A novel that lionizes the desire to be alone even as it recognizes the beauty and grace found within a family.

An inveterate loner gives up her cherished solitude for the lure of love but finds that “the strength of family ties” may bind too tightly.

When we first meet the narrator of this tightly controlled meditation on sensuality, passion, and duty, she is squatting alone in the rain waiting for the freighter that will take her away from her temporary job as a mess-hall cook at an isolated camp on the Chilean coast and into an uncertain future. Taciturn, self-reliant, and stubborn, our narrator has come to the tip of the world in search of “true zero,” a place where she can stop “pretend[ing] life had a structure.” Though her three-month contract at the camp has ended, she refuses to return to the “devastating possibility of the same old job” and instead signs on as the freighter’s cook, spending the next few years traveling up and down the South American coast.
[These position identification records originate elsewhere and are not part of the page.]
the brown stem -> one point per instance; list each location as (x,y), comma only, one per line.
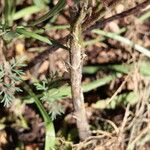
(76,61)
(99,24)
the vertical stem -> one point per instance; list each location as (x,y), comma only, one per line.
(76,61)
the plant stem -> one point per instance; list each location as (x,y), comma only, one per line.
(76,61)
(49,127)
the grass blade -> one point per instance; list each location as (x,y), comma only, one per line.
(123,40)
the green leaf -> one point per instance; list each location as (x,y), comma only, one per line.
(33,35)
(55,10)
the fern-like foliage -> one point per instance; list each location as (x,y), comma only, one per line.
(10,74)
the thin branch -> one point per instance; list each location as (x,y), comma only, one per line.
(76,62)
(131,11)
(44,55)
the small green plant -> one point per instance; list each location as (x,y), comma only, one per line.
(10,74)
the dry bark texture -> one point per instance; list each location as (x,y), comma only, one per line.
(76,61)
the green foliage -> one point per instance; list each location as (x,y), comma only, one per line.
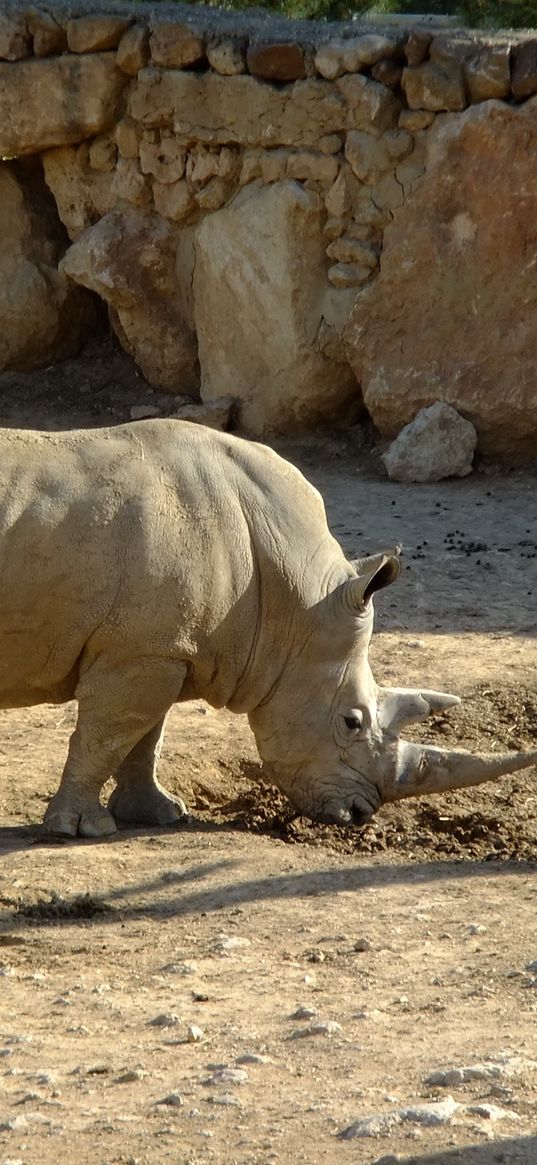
(474,13)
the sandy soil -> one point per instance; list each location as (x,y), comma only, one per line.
(152,983)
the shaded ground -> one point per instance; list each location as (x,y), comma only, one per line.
(416,934)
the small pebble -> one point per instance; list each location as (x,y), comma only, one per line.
(172,1100)
(304,1012)
(164,1021)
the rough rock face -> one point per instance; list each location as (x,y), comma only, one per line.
(259,304)
(42,316)
(56,100)
(131,261)
(452,312)
(437,444)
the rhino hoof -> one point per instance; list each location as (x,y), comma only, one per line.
(65,823)
(157,809)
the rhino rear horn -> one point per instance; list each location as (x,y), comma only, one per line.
(372,574)
(398,706)
(423,769)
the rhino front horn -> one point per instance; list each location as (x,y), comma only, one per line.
(423,769)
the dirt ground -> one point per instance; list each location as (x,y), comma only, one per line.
(248,987)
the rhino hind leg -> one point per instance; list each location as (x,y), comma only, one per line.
(139,799)
(119,706)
This itinerant life satisfies with its repetitive labor, its lack of expectations beyond the immediate needs of the body, the beauty of its vistas that can be appreciated from afar; but then our narrator meets Samsa, a young Icelandic woman with “white-blonde hair [and] swimmer’s shoulders,” in a port city cafe and falls in instant lust. Her feelings are reciprocated, and she soon becomes involved in an elliptical relationship with Samsa, who renames her Boulder after the “large, solitary rocks in southern Patagonia, pieces of world left over after creation, isolated and exposed to every element.” When Samsa accepts a position in Reykjavík, Boulder moves there with her and tries to settle into a landlocked life, rocked only by the swells of her passion for her lover. Samsa, however, wants to expand and solidify their family with a little yellow house on the outskirts of the city and a baby whose arrival will erase everything that came before but replace it with nothing as solid as “the strength of [the] family ties” that Samsa so fondly imagines for them. Boulder’s emotional isolation coupled with the poetic intensity of her sexuality makes her a striking character, unique in action and in thought, and the prose lilts in truly surprising ways as it navigates the plot’s more familiar tropes of love and desire, dedication and alienation. The book is a modern love story—global, queer, existential in its moral hierarchies—but it is also a rumination on those two most ancient of words: lover and mother.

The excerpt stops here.